談山神社 (Tanzan-jinja Shrine)
談山神社(たんざんじんじゃ)は、奈良県桜井市の多武峰(とうのみね)にある神社。
祭神は、藤原鎌足(談山大明神・談山権現)。
サクラとカエデの名所である。
神仏分離以前は、寺院であり、多武峯寺という名称であった。
概要
鎌倉時代に成立した寺伝によると、藤原氏の祖である藤原鎌足の死後の天武天皇7年(678年)、長男で僧の定恵が唐からの帰国後に、父の墓を摂津国安威の地(参照:阿武山古墳)から大和国のこの地に移し、十三重塔を造立したのが発祥である。

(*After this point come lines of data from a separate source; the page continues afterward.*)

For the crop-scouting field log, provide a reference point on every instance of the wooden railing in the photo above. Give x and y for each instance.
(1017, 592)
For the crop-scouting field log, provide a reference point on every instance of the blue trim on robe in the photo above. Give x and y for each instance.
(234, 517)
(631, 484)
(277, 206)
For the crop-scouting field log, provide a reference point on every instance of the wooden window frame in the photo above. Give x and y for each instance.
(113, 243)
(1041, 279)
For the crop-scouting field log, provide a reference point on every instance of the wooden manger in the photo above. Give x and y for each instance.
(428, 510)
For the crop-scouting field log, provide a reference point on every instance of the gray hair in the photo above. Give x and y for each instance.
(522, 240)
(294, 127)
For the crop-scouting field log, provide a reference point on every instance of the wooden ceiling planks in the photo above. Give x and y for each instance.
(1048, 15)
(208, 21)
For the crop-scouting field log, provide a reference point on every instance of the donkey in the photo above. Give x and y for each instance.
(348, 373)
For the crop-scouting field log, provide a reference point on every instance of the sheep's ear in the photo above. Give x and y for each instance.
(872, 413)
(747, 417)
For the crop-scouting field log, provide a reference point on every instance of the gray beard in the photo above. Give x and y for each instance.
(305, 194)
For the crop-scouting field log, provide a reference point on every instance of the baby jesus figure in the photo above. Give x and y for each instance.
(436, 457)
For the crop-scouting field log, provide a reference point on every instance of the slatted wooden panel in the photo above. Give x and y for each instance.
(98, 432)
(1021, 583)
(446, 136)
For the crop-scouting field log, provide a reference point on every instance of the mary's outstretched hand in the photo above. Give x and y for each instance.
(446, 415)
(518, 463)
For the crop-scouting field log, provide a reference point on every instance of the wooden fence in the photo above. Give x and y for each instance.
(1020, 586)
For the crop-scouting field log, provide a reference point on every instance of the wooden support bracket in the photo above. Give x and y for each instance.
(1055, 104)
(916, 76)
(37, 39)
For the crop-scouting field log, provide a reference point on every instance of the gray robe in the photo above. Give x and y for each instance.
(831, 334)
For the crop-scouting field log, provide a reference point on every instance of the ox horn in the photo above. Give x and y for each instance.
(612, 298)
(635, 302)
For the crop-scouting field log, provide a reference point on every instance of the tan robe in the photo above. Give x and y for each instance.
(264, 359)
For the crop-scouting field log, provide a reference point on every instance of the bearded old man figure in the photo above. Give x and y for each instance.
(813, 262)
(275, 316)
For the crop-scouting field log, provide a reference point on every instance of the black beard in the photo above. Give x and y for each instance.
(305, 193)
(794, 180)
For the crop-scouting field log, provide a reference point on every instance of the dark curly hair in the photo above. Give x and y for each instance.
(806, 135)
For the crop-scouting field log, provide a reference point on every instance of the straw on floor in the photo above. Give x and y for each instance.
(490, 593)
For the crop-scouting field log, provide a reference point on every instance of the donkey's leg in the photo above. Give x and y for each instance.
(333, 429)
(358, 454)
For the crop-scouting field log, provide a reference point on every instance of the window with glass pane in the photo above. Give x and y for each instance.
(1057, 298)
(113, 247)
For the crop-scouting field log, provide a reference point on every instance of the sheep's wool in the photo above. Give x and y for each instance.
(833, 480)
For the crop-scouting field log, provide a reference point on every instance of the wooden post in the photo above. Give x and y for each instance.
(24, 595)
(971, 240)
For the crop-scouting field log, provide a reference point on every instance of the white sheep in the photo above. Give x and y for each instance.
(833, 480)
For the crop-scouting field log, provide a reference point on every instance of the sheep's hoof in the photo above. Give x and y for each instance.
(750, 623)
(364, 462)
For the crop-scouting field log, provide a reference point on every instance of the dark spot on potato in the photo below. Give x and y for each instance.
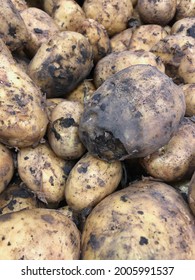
(143, 240)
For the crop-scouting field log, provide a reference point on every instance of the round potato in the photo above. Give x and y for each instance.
(113, 15)
(157, 12)
(92, 179)
(119, 119)
(63, 130)
(6, 167)
(62, 63)
(38, 234)
(134, 224)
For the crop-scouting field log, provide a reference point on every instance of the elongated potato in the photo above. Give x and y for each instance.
(134, 224)
(92, 179)
(6, 167)
(38, 234)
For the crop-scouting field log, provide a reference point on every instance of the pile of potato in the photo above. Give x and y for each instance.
(97, 129)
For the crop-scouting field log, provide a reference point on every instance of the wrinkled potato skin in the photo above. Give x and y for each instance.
(189, 92)
(113, 15)
(157, 12)
(6, 167)
(146, 36)
(134, 224)
(43, 172)
(38, 234)
(40, 27)
(115, 62)
(91, 179)
(173, 161)
(63, 130)
(136, 100)
(62, 63)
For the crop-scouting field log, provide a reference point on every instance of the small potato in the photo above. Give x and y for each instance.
(38, 234)
(43, 172)
(6, 167)
(91, 179)
(174, 161)
(97, 36)
(112, 14)
(63, 130)
(115, 62)
(157, 12)
(146, 36)
(40, 27)
(189, 92)
(62, 63)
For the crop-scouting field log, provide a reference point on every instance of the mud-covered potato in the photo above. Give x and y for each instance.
(157, 12)
(67, 14)
(43, 172)
(12, 28)
(120, 117)
(189, 92)
(62, 63)
(113, 15)
(38, 234)
(174, 161)
(146, 36)
(90, 180)
(97, 36)
(115, 62)
(40, 27)
(134, 224)
(63, 130)
(6, 167)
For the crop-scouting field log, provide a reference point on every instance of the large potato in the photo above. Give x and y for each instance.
(62, 63)
(119, 119)
(146, 221)
(91, 179)
(38, 234)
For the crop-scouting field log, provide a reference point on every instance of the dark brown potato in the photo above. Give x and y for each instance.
(121, 115)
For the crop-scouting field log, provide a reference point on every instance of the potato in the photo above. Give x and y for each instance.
(43, 172)
(17, 197)
(83, 92)
(157, 12)
(38, 234)
(113, 15)
(62, 63)
(63, 130)
(146, 36)
(40, 27)
(119, 119)
(12, 29)
(6, 167)
(115, 62)
(67, 14)
(92, 179)
(173, 161)
(189, 92)
(97, 36)
(23, 118)
(121, 41)
(134, 224)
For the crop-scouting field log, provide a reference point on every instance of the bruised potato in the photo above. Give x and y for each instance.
(61, 63)
(38, 234)
(134, 224)
(91, 179)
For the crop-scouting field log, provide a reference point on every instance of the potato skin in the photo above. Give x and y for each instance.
(92, 179)
(119, 119)
(61, 64)
(6, 167)
(134, 224)
(38, 234)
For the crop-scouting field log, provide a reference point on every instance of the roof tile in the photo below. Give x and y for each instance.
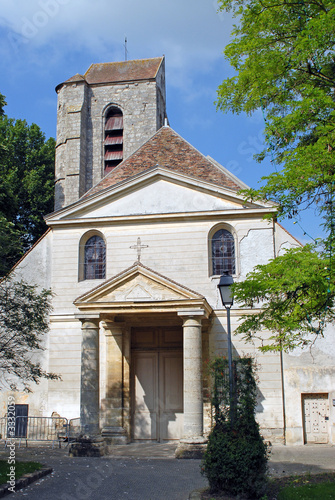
(169, 150)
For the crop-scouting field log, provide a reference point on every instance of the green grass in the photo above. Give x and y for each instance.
(303, 487)
(323, 491)
(20, 469)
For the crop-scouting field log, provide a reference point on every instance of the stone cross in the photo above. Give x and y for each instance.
(138, 247)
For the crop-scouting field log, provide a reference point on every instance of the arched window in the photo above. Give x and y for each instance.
(94, 258)
(223, 252)
(113, 141)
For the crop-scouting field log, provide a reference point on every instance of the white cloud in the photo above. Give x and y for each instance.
(190, 33)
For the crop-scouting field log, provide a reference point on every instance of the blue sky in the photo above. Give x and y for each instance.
(44, 42)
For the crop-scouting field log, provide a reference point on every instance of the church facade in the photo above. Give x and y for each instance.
(143, 227)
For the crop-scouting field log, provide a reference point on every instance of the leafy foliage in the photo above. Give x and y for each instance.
(23, 322)
(26, 185)
(283, 52)
(297, 299)
(283, 55)
(236, 457)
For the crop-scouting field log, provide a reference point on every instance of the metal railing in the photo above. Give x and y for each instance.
(54, 429)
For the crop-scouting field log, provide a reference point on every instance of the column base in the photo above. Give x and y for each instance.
(86, 446)
(193, 447)
(114, 435)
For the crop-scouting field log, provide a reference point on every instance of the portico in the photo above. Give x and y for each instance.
(141, 375)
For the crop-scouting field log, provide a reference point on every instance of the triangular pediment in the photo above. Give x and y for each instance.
(137, 284)
(157, 191)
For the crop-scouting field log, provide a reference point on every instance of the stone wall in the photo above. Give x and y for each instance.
(81, 114)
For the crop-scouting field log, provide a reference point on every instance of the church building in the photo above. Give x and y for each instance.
(144, 226)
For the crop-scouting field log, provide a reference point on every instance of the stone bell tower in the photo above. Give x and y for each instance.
(103, 116)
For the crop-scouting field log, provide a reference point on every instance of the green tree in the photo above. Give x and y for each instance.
(235, 460)
(26, 185)
(283, 55)
(296, 296)
(23, 322)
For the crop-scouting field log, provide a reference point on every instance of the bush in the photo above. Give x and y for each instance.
(235, 461)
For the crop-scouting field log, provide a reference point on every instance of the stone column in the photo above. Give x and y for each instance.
(113, 404)
(193, 397)
(89, 388)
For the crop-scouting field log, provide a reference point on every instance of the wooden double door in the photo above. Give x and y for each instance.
(316, 418)
(157, 384)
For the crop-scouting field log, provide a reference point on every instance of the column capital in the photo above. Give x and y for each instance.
(191, 313)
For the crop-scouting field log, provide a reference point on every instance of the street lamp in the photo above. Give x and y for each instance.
(227, 299)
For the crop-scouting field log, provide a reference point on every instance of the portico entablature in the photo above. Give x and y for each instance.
(139, 289)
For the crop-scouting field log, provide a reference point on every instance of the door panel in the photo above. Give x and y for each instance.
(158, 395)
(316, 418)
(171, 395)
(145, 396)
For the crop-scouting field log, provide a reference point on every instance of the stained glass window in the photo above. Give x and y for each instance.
(95, 259)
(223, 253)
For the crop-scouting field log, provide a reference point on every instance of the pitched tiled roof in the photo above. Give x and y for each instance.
(169, 150)
(116, 72)
(140, 69)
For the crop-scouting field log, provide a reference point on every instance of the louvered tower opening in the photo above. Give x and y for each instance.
(113, 139)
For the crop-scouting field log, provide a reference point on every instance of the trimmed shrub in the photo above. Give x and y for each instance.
(235, 461)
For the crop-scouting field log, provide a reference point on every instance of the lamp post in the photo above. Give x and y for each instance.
(227, 299)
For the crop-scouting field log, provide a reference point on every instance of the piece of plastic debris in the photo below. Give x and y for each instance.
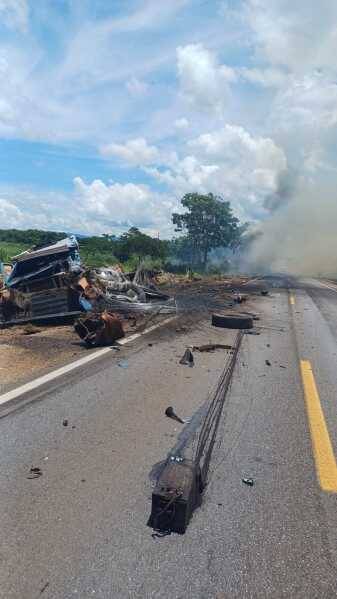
(248, 481)
(176, 458)
(211, 347)
(187, 358)
(44, 588)
(170, 413)
(123, 364)
(34, 472)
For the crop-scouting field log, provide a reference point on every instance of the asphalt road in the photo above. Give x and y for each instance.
(79, 530)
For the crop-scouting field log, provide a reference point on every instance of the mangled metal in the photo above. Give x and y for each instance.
(51, 281)
(99, 329)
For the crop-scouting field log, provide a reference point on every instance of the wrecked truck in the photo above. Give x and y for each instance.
(51, 281)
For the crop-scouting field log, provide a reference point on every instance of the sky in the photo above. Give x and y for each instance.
(112, 110)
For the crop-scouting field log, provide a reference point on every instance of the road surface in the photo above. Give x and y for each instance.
(79, 530)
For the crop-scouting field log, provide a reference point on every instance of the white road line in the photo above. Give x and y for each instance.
(331, 286)
(51, 376)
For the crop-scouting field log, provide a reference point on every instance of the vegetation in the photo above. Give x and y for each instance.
(209, 223)
(206, 224)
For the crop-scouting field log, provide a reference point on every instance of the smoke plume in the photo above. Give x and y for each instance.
(300, 237)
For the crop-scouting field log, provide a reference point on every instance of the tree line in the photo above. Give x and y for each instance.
(205, 223)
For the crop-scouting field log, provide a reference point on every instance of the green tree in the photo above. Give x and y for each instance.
(209, 223)
(136, 243)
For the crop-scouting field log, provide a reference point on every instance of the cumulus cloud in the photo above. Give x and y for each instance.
(229, 162)
(202, 79)
(14, 14)
(136, 87)
(135, 152)
(181, 123)
(93, 208)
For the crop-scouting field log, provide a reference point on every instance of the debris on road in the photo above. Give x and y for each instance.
(232, 321)
(176, 495)
(34, 472)
(30, 329)
(239, 298)
(210, 347)
(187, 359)
(123, 364)
(44, 588)
(248, 481)
(51, 281)
(170, 413)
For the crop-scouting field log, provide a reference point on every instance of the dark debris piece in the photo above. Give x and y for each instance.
(187, 358)
(34, 472)
(44, 588)
(170, 413)
(248, 481)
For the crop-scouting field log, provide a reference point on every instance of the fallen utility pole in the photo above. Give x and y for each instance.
(179, 488)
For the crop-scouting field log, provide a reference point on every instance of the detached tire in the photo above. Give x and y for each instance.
(239, 321)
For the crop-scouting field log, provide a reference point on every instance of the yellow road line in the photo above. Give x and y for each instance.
(326, 466)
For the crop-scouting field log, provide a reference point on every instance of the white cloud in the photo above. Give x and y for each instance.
(308, 102)
(14, 14)
(202, 79)
(229, 162)
(10, 215)
(181, 123)
(135, 152)
(136, 87)
(93, 208)
(267, 77)
(126, 205)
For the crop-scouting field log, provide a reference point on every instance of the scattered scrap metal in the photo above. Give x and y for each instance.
(187, 359)
(51, 281)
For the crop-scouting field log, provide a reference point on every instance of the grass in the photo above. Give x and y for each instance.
(9, 249)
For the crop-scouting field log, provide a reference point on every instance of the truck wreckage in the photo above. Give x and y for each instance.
(51, 282)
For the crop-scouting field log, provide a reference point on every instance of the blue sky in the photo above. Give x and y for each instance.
(111, 110)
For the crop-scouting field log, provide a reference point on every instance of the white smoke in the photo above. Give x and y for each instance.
(301, 237)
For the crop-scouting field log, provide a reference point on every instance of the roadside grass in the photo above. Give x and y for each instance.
(9, 249)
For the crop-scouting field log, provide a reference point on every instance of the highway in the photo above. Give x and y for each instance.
(80, 529)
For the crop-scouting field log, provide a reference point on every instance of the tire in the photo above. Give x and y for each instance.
(239, 321)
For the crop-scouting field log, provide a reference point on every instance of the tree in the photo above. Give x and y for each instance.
(136, 243)
(209, 223)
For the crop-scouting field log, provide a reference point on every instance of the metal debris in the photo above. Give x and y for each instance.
(34, 472)
(99, 329)
(210, 347)
(170, 413)
(187, 358)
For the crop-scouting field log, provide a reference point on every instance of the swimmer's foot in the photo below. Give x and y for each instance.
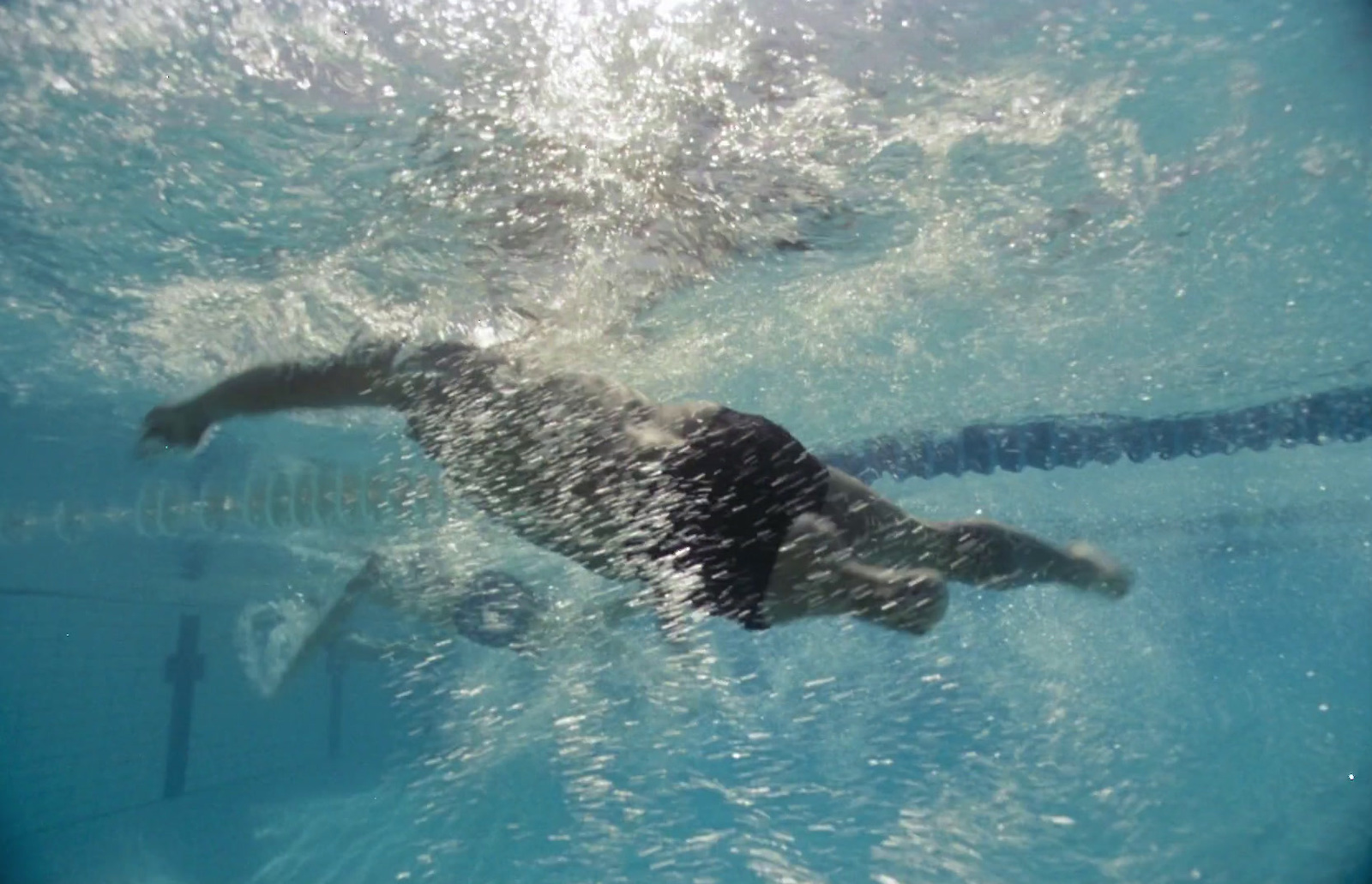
(1095, 571)
(173, 426)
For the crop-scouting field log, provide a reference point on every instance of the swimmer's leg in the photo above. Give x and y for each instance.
(978, 552)
(816, 574)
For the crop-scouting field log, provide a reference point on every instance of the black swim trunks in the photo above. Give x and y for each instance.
(740, 481)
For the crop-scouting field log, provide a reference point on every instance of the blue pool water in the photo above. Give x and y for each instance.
(866, 219)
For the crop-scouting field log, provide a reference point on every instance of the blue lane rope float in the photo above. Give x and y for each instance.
(343, 497)
(1344, 415)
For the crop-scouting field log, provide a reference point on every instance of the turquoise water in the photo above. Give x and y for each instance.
(857, 219)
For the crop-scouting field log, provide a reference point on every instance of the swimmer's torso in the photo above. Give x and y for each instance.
(569, 461)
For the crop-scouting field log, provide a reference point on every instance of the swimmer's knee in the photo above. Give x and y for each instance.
(907, 600)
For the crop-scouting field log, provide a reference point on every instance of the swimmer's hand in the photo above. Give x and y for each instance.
(1098, 573)
(183, 424)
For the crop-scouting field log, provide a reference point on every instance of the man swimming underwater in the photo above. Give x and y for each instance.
(715, 509)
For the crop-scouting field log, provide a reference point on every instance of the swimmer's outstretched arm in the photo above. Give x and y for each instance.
(978, 552)
(360, 376)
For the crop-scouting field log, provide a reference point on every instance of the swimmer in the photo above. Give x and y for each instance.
(717, 511)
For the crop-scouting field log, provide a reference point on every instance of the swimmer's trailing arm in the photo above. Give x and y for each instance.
(360, 376)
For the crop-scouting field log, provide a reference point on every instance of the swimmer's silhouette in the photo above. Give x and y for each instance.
(715, 509)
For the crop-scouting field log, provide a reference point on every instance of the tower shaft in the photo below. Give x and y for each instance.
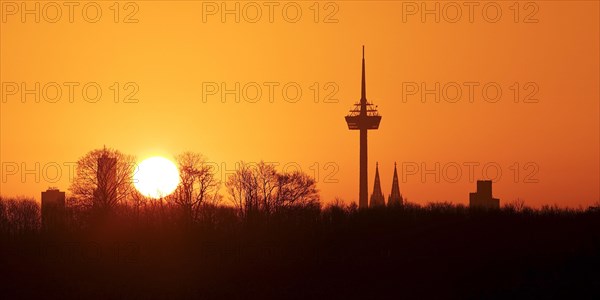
(363, 200)
(363, 117)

天武天皇9年(680年)に講堂(現在の神社建築)が創建され、そこを妙楽寺と号した。
大宝 (日本)元年(701年)、十三重塔の東に鎌足の木像を安置する祠堂(現在の神社建築)が建立され、聖霊院と号した。
談山の名の由来は、藤原鎌足と天智天皇が、大化元年(645年)5月に大化の改新の談合をこの多武峰にて行い、後に「談い山(かたらいやま)」「談所ヶ森」と呼んだことによるとされる。
平安時代には藤原高光が出家後に入山、増賀上人を招聘するなど、藤原氏の繁栄と共に発展を遂げた。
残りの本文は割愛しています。